2017/12/11配信のハイライト(その2)

  • 高騰するビットコイン、商品先物市場に投入される
  • ビットコイン相場から語る投機と投資の違い
  • ビットコインにまつわる陰謀説
  • 多額所有者によってビットコインは操作されている?
  • 今、世界には「必要以上に」お金がある!
  • 浮き彫りになるビットコインの問題点
  • マイニングするならなんの仮想通貨?
  • 現実の貨幣とは作り方が真逆
  • BTCですべて決済できてしまう世界
  • 価値の本質は幻想
  • ビットコインFXの怖さ

高騰するビットコイン、商品先物市場に投入される

山路:じゃあ特集の仮想通貨の話にいきましょうか。なんかビットコインがものすごい勢いで高騰しているという。

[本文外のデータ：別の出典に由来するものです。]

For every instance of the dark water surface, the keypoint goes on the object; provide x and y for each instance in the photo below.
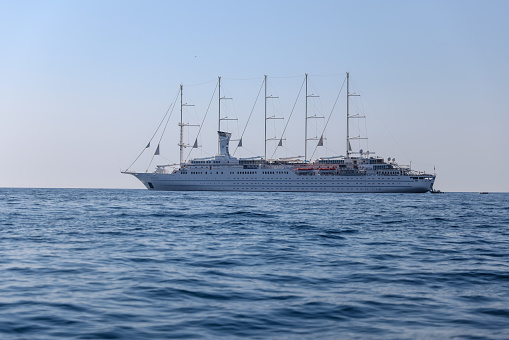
(105, 264)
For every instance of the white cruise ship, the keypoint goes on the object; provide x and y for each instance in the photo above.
(357, 172)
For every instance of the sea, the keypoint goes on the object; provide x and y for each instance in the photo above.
(140, 264)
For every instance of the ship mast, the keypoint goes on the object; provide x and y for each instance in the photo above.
(221, 118)
(267, 118)
(265, 152)
(181, 144)
(347, 115)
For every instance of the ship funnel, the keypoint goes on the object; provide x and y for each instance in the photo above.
(224, 142)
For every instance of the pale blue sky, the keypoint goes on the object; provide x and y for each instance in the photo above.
(83, 84)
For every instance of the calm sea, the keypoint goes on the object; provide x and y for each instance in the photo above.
(136, 264)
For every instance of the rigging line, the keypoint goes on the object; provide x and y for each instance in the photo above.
(203, 121)
(170, 107)
(249, 118)
(207, 82)
(164, 130)
(291, 113)
(330, 114)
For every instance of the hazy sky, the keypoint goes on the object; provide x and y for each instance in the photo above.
(84, 84)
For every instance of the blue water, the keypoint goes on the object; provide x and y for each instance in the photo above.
(136, 264)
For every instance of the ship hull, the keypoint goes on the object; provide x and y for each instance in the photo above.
(285, 183)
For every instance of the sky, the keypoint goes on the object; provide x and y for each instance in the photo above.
(85, 84)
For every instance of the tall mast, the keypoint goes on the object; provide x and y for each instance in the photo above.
(348, 95)
(265, 153)
(219, 118)
(347, 114)
(306, 128)
(219, 99)
(307, 117)
(181, 144)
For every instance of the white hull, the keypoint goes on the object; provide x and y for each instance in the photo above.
(290, 182)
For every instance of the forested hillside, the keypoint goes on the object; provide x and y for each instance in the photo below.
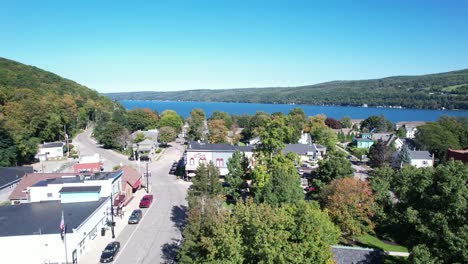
(435, 91)
(36, 106)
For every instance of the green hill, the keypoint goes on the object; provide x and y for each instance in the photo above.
(434, 91)
(35, 105)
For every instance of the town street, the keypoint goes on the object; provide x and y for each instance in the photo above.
(155, 238)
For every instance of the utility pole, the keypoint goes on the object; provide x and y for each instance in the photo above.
(147, 178)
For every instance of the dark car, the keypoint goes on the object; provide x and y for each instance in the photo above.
(108, 254)
(146, 201)
(135, 217)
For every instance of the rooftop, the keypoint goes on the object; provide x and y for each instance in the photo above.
(53, 145)
(420, 154)
(10, 175)
(355, 255)
(196, 146)
(75, 189)
(44, 217)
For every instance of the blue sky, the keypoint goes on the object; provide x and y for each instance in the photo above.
(119, 46)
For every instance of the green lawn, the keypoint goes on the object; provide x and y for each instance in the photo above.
(374, 242)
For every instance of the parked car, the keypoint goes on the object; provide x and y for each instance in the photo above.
(146, 201)
(135, 217)
(108, 254)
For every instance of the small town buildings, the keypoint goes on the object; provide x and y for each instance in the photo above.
(461, 155)
(30, 232)
(410, 127)
(421, 158)
(312, 152)
(51, 151)
(9, 178)
(203, 153)
(88, 167)
(363, 142)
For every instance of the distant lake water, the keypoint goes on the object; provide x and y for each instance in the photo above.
(392, 114)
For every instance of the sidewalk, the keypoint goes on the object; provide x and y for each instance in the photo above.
(95, 247)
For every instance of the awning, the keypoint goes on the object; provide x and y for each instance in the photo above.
(136, 184)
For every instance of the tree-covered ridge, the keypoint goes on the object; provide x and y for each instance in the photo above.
(433, 91)
(37, 106)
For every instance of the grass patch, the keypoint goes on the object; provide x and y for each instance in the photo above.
(374, 242)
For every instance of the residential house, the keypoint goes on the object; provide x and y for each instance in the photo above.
(421, 158)
(312, 152)
(203, 153)
(410, 127)
(51, 151)
(355, 255)
(9, 178)
(461, 155)
(30, 232)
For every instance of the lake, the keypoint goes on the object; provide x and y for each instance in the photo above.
(392, 114)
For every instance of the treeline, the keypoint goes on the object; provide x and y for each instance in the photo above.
(38, 106)
(434, 91)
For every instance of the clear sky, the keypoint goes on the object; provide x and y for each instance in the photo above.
(120, 46)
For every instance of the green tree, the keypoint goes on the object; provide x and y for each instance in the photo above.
(436, 139)
(110, 135)
(205, 184)
(166, 134)
(237, 166)
(346, 122)
(141, 119)
(335, 167)
(218, 131)
(283, 185)
(351, 205)
(7, 148)
(432, 209)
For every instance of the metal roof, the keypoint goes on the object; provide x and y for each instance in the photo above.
(44, 217)
(73, 189)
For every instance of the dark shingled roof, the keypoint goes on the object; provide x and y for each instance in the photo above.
(10, 175)
(194, 145)
(80, 189)
(28, 218)
(354, 255)
(53, 145)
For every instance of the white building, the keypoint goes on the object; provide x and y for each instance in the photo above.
(421, 159)
(30, 232)
(76, 188)
(52, 150)
(203, 153)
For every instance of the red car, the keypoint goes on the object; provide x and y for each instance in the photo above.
(146, 201)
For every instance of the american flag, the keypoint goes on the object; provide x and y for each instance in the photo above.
(63, 227)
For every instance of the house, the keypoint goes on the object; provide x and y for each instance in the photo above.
(356, 255)
(87, 167)
(84, 187)
(461, 155)
(131, 182)
(363, 142)
(312, 152)
(9, 178)
(52, 150)
(410, 127)
(421, 158)
(203, 153)
(30, 233)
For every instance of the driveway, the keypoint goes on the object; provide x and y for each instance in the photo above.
(156, 237)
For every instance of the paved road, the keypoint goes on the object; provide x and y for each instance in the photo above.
(156, 237)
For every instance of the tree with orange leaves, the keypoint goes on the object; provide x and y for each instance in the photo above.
(350, 203)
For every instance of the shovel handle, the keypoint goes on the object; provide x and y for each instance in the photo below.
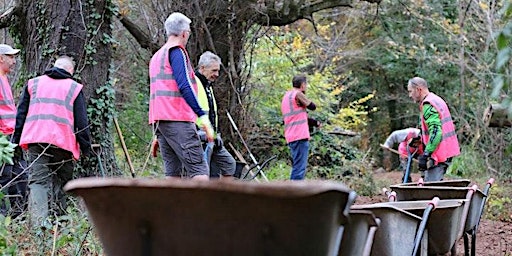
(434, 202)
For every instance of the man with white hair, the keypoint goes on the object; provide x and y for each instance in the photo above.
(437, 130)
(52, 125)
(221, 162)
(173, 106)
(11, 176)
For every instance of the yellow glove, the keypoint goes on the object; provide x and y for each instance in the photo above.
(207, 127)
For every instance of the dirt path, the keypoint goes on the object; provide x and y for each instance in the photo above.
(493, 237)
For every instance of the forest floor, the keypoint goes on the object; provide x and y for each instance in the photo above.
(493, 237)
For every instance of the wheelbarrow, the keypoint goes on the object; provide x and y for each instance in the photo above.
(444, 183)
(443, 224)
(359, 233)
(190, 217)
(474, 210)
(400, 232)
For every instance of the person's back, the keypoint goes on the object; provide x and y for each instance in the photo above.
(221, 162)
(296, 125)
(437, 129)
(52, 126)
(13, 178)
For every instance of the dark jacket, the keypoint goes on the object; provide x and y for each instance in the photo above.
(79, 112)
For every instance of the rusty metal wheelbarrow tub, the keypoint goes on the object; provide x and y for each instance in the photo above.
(443, 183)
(397, 230)
(443, 223)
(188, 217)
(359, 233)
(412, 193)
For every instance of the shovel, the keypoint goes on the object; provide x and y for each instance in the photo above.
(410, 156)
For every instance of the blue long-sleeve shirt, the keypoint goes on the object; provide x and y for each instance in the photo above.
(177, 58)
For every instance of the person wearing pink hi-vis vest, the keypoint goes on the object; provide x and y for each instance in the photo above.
(437, 130)
(52, 126)
(173, 105)
(296, 125)
(13, 178)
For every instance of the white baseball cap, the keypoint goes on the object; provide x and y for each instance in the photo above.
(8, 50)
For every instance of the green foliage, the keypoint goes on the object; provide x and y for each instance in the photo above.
(502, 80)
(6, 150)
(499, 203)
(70, 234)
(287, 53)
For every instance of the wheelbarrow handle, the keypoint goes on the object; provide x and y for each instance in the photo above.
(391, 195)
(431, 206)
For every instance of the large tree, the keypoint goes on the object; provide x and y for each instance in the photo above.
(83, 30)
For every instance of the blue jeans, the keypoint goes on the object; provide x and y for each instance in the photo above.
(300, 151)
(180, 147)
(50, 169)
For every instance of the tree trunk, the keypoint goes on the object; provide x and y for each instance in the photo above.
(79, 29)
(497, 115)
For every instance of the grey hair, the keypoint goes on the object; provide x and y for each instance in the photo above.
(417, 82)
(176, 23)
(207, 58)
(65, 62)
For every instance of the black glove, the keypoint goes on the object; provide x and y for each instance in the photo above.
(18, 153)
(218, 142)
(423, 160)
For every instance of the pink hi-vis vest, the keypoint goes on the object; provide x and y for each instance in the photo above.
(295, 118)
(402, 147)
(166, 101)
(7, 107)
(50, 115)
(449, 145)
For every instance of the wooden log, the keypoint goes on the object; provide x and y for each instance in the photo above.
(497, 115)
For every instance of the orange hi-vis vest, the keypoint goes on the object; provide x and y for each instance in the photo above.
(166, 101)
(50, 116)
(402, 147)
(295, 118)
(7, 107)
(449, 145)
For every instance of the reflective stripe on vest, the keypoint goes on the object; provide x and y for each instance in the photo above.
(402, 147)
(295, 118)
(449, 145)
(7, 107)
(202, 99)
(50, 116)
(166, 101)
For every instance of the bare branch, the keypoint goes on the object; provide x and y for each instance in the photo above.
(142, 38)
(289, 11)
(7, 16)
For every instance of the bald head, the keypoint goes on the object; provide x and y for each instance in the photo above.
(66, 63)
(417, 88)
(417, 82)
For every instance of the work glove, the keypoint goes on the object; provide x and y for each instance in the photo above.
(18, 153)
(423, 161)
(207, 127)
(218, 142)
(154, 148)
(415, 142)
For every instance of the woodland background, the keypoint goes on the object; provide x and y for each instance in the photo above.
(358, 56)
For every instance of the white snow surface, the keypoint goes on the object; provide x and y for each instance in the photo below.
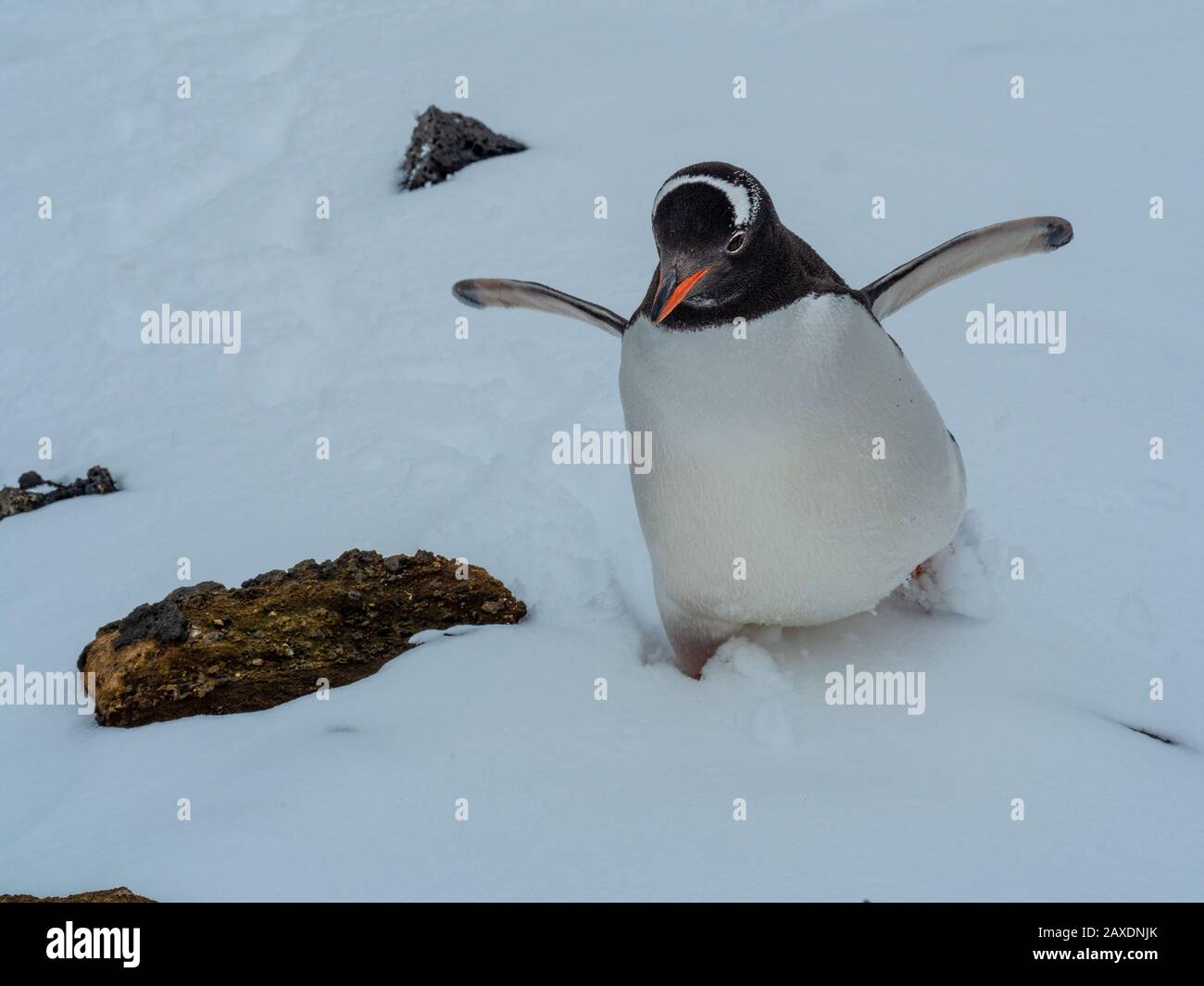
(348, 332)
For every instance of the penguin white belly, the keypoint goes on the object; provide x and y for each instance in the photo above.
(796, 476)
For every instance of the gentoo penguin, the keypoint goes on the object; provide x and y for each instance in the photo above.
(799, 471)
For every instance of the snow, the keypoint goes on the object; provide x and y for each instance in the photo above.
(348, 332)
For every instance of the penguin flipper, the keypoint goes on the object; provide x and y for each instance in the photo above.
(962, 256)
(498, 293)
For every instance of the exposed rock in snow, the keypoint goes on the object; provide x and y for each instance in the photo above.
(31, 492)
(112, 896)
(206, 649)
(442, 144)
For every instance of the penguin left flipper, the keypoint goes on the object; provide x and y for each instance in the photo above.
(500, 293)
(963, 255)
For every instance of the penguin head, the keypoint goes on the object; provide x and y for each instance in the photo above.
(714, 227)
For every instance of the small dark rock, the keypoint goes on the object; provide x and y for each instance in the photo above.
(115, 896)
(23, 497)
(161, 621)
(442, 144)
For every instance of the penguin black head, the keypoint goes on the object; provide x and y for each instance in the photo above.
(714, 227)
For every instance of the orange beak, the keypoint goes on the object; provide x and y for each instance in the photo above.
(670, 295)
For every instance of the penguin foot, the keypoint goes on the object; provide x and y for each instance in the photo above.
(694, 638)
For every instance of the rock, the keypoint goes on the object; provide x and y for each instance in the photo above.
(211, 650)
(115, 896)
(24, 496)
(442, 144)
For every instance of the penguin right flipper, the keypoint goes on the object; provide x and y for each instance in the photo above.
(492, 292)
(963, 255)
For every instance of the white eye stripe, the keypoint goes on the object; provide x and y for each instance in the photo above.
(738, 195)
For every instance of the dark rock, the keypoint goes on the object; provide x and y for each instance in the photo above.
(209, 650)
(22, 499)
(115, 896)
(442, 144)
(160, 621)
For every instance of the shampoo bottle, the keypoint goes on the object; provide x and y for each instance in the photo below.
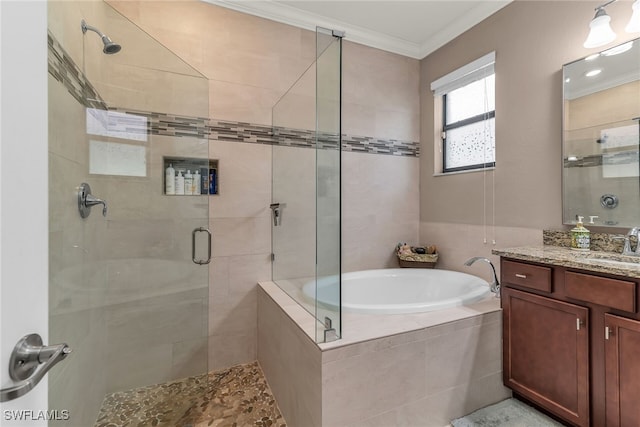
(580, 237)
(170, 180)
(188, 183)
(179, 183)
(196, 182)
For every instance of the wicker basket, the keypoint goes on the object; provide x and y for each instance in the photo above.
(418, 260)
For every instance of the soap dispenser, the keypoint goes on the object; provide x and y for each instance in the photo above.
(580, 237)
(188, 182)
(179, 184)
(170, 180)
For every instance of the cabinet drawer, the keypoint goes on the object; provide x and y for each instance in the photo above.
(529, 276)
(613, 293)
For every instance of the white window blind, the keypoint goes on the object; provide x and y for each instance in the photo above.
(464, 75)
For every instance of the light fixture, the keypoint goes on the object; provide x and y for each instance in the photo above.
(634, 23)
(601, 32)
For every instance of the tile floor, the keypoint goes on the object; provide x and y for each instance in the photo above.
(238, 396)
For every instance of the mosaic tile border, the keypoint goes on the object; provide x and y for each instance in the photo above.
(64, 70)
(613, 158)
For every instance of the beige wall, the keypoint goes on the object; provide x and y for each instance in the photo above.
(532, 40)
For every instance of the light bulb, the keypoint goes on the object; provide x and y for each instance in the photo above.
(601, 32)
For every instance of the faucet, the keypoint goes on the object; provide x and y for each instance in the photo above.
(495, 285)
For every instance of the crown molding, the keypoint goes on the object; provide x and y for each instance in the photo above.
(298, 18)
(465, 22)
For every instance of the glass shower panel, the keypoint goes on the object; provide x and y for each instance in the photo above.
(328, 142)
(125, 293)
(293, 187)
(306, 188)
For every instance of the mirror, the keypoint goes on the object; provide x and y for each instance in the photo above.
(601, 138)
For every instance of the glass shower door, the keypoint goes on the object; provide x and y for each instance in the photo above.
(129, 286)
(306, 188)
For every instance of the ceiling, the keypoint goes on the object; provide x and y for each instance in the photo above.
(411, 28)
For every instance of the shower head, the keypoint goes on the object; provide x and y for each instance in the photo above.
(109, 46)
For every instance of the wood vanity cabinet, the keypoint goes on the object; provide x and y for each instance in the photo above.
(571, 342)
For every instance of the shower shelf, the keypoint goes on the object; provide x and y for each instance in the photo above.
(209, 182)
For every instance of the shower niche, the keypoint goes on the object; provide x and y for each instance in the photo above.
(191, 176)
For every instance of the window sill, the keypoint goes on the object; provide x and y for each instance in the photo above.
(467, 171)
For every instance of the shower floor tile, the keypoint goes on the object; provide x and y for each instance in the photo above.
(238, 396)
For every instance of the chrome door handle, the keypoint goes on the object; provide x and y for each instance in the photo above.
(193, 246)
(27, 355)
(86, 200)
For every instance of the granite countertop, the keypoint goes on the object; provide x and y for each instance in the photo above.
(596, 261)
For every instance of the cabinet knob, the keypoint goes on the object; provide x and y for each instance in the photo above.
(608, 332)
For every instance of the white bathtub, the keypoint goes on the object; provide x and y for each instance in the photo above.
(398, 290)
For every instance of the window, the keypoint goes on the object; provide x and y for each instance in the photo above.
(468, 116)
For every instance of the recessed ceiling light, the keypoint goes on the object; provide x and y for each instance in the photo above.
(618, 49)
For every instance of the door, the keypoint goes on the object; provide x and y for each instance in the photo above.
(622, 347)
(23, 227)
(546, 353)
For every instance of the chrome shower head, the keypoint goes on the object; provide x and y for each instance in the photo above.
(109, 46)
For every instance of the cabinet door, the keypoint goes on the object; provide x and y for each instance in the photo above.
(546, 353)
(622, 358)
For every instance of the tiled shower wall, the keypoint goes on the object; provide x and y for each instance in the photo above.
(249, 63)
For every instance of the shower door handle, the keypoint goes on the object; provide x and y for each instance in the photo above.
(27, 356)
(193, 246)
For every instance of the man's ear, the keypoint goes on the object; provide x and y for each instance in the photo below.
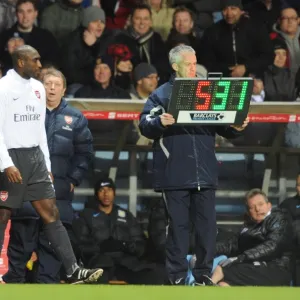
(175, 67)
(21, 63)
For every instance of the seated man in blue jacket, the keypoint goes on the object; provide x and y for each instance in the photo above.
(185, 170)
(71, 149)
(261, 254)
(110, 237)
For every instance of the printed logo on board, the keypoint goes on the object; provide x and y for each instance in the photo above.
(68, 119)
(207, 116)
(37, 93)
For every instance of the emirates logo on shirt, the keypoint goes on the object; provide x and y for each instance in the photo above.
(3, 195)
(37, 93)
(68, 120)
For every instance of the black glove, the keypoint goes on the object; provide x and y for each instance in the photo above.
(112, 245)
(232, 260)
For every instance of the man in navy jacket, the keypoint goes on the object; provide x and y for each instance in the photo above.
(70, 148)
(185, 170)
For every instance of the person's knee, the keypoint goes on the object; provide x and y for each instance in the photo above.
(51, 214)
(4, 215)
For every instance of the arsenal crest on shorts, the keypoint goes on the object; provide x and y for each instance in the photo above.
(3, 195)
(68, 120)
(37, 93)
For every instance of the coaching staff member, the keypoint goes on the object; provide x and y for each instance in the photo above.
(185, 169)
(70, 147)
(24, 157)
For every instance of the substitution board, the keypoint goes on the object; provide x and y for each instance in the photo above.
(210, 101)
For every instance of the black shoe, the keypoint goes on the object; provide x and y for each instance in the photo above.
(82, 275)
(205, 280)
(179, 281)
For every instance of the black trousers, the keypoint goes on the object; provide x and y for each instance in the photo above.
(199, 207)
(27, 236)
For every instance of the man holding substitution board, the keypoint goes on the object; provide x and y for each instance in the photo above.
(185, 167)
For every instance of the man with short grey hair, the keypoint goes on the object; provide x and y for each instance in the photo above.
(185, 171)
(260, 255)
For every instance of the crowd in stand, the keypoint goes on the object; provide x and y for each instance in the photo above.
(119, 49)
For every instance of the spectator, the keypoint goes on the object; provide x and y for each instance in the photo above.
(110, 236)
(185, 169)
(122, 60)
(264, 11)
(183, 24)
(7, 14)
(260, 255)
(292, 205)
(162, 16)
(41, 39)
(117, 12)
(145, 81)
(103, 86)
(70, 148)
(145, 44)
(62, 17)
(288, 29)
(236, 46)
(279, 81)
(84, 45)
(204, 12)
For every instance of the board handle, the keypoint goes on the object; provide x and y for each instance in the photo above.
(216, 75)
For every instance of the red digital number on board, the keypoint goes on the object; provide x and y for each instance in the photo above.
(201, 95)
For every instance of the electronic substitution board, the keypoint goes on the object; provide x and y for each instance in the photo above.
(210, 101)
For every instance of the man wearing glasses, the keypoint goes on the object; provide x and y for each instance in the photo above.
(288, 29)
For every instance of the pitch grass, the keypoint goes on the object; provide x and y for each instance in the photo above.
(130, 292)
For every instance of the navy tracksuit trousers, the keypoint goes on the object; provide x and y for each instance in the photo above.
(198, 207)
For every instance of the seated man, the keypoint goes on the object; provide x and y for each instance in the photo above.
(110, 236)
(260, 255)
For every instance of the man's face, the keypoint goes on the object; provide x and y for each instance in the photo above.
(186, 67)
(280, 58)
(258, 208)
(96, 27)
(31, 65)
(141, 21)
(55, 89)
(183, 22)
(298, 185)
(232, 14)
(106, 196)
(148, 84)
(102, 73)
(289, 21)
(26, 15)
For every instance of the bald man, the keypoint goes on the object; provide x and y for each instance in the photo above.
(24, 158)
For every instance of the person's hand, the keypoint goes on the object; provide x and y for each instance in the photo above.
(231, 260)
(13, 175)
(51, 176)
(125, 66)
(89, 38)
(166, 119)
(241, 127)
(257, 87)
(238, 71)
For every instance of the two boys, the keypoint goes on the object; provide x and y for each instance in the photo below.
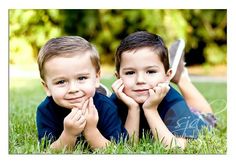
(70, 71)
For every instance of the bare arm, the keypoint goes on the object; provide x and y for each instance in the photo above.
(91, 133)
(74, 124)
(133, 117)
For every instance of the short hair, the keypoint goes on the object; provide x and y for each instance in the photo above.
(63, 46)
(140, 40)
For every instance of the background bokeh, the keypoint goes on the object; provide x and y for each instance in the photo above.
(204, 31)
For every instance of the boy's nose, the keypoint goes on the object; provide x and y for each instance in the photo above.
(140, 78)
(73, 87)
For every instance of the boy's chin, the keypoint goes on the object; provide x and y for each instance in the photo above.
(140, 100)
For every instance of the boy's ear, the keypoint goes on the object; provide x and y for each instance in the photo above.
(98, 74)
(117, 75)
(46, 88)
(169, 75)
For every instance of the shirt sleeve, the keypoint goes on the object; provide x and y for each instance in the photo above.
(109, 123)
(182, 122)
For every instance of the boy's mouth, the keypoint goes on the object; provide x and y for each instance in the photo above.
(75, 99)
(141, 91)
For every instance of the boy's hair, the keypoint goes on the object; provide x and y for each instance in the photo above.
(65, 46)
(140, 40)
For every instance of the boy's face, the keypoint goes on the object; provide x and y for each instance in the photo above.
(140, 71)
(70, 80)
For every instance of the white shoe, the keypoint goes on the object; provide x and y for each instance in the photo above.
(176, 59)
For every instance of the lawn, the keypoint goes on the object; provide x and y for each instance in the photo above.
(26, 94)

小飼:流石に頭が痛いね。今年中に100万超えたかというのは感慨深いんですけれども、200万行ったとかというのは今年中じゃなくて今月ですよね。ちょっとそれは行きすぎなんじゃないのと僕は思う。

山路:今、ビットコインの相場を見てみると、1BTCが192万9,541円。

小飼:ふざけんな(笑)。

山路:すごいですね。私もこの番組で仮想通貨の話とかネタに触れるから、あらためてちょびっと買ってみたんですけれども、毎日の値幅が大きすぎてどきどきしますね。今日は159万8,800円から199万9,000円まで動いていますから。

小飼:今後変わってくるのは、商品先物市場にいよいよ投入されると。CBOEはもう始まったし、CMEは来週に始まる。

山路:先物取引というのは、ある程度先の未来のときに価格がいくらになっているかということを予測して、それで買う、あるいは売る。

小飼:あともうひとつ大きいのは、売りから入れる、先に売れる、持っていなくても売れる、先物の場合というのは。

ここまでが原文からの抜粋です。